A Mercedes entrou em 2010 assumindo a Brawn GP e foi campeã mundial quatro anos depois. A Red Bull levou cinco anos desde sua estreia até vencer um título. A Audi, ao que tudo indica, quer acelerar esse cronograma. E tem meios para isso.

No paddock, a movimentação já causa efeito. Equipes médias como Alpine e Aston Martin sentem a pressão de manter posição antes que o projeto alemão decole. Os grandes, por sua vez, observam com atenção.
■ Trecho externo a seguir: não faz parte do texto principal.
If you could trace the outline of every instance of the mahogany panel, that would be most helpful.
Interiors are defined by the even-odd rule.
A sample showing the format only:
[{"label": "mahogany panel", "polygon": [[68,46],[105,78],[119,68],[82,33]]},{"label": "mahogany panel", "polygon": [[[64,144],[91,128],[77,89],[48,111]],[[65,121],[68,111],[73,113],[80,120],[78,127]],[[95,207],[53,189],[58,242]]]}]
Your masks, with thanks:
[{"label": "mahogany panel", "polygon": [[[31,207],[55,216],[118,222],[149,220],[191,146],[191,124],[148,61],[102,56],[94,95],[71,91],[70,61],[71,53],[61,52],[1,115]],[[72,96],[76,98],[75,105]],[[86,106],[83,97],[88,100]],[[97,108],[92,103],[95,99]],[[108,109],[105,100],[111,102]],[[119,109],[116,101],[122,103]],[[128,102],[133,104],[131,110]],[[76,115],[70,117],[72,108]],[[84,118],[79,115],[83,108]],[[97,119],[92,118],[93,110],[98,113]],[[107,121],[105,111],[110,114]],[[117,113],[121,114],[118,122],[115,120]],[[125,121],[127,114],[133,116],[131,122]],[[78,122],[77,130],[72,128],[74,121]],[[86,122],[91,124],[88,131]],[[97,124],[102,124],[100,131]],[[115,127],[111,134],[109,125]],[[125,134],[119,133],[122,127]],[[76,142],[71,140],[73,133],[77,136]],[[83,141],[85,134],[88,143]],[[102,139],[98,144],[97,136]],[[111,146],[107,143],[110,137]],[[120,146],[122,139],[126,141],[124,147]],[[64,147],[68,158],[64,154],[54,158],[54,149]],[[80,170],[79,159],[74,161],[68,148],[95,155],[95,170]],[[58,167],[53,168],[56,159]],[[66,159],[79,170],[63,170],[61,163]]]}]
A McLaren, que vive excelente fase, e a Ferrari, ainda tentando regularidade, sabem que a concorrência está prestes a ficar ainda mais acirrada.

Hungria 2025: uma prévia do que está por vir

O GP da Hungria, marcado por seu traçado técnico e revirado, será mais uma prova de fogo para essa nova Sauber. A previsão de chuva aumenta o fator imprevisibilidade — e em meio à tradicional volatilidade do meio do grid, a equipe tem a chance de mostrar novamente sua consistência.

Não se trata mais de um time que torce por acidentes ou que aposta no acaso. A Sauber, impulsionada pela Audi, age como quem quer vencer. Ainda não tem o carro mais rápido, nem o motor mais potente — mas já tem estrutura, direção e uma cultura de alta performance em construção. E na Fórmula 1 moderna, isso costuma ser o primeiro passo rumo ao topo.